The contrast between creative isolation and immersion is integral to Joey’s work as a designer. His job is to find objects that, while great, could always be better. He rethinks them and places them back into the world, a process that goes from creative, isolated meditation to offering something for the world to consume. The decision for him to make a product is a big one too because he commits years at a time to seeing it through.
“A big part of what I do is deciding which project I’m going to pursue for manufacturing. I can only do one or two major products a year on my own. I have to be interested and passionate about the project because I only design for the first two months of the year and then my work switches to managing production, planning the launch, and driving sales.”
“My decision to bring a design to production is a combination of my interests and abilities. I try to identify a category in which the other players are all making and competing on the same assumptions- assumptions that might not make for the best product. The Ceramic Speakers are a good example. When I released them, everyone was trying to come out with a monolithic wireless speaker system since the Jambox was doing so well. These systems competed on connectivity, portability and price, and many were good products. However, they resulted from design choices very different from mine. They trade sound quality, build quality and beauty for convenience, features, and popular appeal. They’re designed to be disposable, whereas I intended the Ceramic Speakers to be the last system my customers need to buy.
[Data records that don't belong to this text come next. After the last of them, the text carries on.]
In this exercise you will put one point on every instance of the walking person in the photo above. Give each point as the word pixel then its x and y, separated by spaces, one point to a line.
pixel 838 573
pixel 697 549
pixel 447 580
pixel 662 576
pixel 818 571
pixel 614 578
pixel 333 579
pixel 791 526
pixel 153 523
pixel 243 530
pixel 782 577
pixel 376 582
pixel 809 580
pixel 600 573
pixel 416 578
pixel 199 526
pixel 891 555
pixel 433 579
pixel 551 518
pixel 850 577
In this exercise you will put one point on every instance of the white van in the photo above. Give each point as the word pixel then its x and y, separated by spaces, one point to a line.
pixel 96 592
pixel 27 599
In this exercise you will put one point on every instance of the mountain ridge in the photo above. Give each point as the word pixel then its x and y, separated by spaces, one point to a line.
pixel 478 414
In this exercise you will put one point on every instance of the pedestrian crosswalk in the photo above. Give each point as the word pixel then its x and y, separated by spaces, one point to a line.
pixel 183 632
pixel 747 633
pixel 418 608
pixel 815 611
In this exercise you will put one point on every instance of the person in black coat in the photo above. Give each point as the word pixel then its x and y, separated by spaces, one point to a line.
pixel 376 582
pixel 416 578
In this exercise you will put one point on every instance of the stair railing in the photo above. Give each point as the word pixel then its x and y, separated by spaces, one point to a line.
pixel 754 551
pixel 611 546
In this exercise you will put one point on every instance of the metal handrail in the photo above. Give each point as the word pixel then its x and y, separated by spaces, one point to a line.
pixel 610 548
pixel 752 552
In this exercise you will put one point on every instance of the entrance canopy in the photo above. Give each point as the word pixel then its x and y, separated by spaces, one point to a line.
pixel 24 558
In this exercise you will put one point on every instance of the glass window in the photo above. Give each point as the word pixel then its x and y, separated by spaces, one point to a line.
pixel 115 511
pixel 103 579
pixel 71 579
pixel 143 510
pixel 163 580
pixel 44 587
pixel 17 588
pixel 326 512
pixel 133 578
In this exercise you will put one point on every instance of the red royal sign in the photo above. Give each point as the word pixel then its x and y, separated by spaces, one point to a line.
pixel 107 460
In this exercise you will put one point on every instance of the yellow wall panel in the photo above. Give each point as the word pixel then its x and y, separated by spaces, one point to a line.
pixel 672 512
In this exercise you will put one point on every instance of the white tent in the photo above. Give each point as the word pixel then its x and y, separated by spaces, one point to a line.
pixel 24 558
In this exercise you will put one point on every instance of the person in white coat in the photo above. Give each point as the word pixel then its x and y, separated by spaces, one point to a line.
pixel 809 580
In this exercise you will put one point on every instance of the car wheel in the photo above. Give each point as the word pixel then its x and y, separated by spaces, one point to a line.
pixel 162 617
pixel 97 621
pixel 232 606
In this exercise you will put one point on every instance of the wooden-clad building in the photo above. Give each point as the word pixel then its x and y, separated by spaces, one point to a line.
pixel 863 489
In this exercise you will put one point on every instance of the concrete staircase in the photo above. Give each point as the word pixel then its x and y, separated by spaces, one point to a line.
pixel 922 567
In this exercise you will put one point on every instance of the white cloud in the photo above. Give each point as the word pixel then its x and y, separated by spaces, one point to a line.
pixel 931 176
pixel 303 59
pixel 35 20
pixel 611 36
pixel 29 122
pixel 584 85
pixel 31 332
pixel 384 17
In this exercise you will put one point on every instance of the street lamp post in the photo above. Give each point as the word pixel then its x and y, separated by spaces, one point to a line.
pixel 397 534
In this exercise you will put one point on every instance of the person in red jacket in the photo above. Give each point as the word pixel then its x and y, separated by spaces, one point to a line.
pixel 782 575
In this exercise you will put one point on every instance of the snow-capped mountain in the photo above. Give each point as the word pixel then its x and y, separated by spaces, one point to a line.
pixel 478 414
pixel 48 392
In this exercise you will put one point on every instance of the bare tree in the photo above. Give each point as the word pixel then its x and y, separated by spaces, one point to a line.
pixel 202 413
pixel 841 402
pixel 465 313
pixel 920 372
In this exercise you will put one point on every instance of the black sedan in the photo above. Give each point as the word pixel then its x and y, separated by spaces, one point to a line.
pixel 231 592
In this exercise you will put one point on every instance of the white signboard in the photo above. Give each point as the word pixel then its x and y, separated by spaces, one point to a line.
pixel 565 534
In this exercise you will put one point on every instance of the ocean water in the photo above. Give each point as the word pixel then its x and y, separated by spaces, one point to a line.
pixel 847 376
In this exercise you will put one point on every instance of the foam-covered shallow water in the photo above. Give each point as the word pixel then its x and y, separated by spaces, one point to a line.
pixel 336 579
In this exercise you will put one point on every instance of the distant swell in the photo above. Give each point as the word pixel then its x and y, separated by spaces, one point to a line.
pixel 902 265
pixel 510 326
I take a similar approach with all my designs.”
This is always how Joey figures out what he’s going to pursue next. His current and next product is a perfect example of this. “Digital cameras are similar to speakers in that manufacturers are competing on the same set of assumptions and features. I’m working on a camera that’s stripped of everything not directly related to capturing an image or video. Eliminating all extraneous features allows me to focus on build and image quality.”
Joey has gained terrific momentum with his products and wants to continue growing what he’s built. He’s going to be expanding the scope of what he’s doing, too. “I definitely want to keep building my line,” he says. “For the foreseeable future, that’s my primary focus. This year I’m collaborating with some larger companies, and I’m excited to see the results. My first collaboration was a compass with with Shwood in Portland, and it sold out quickly.”
In addition to pursing fine art sculpture (“I want to take that more seriously: it’s difficult to find the time!”), he sees no sign of slowing down his work or going anywhere else. He’s pretty set with everything he needs to work and Los Angeles provides an excellent source of inspiration for him, too.
“We’re so happy here,” he says. “We have no plans for moving. We’re never going to write off that possibility but for now were very happy in Los Angeles and Pasadena.”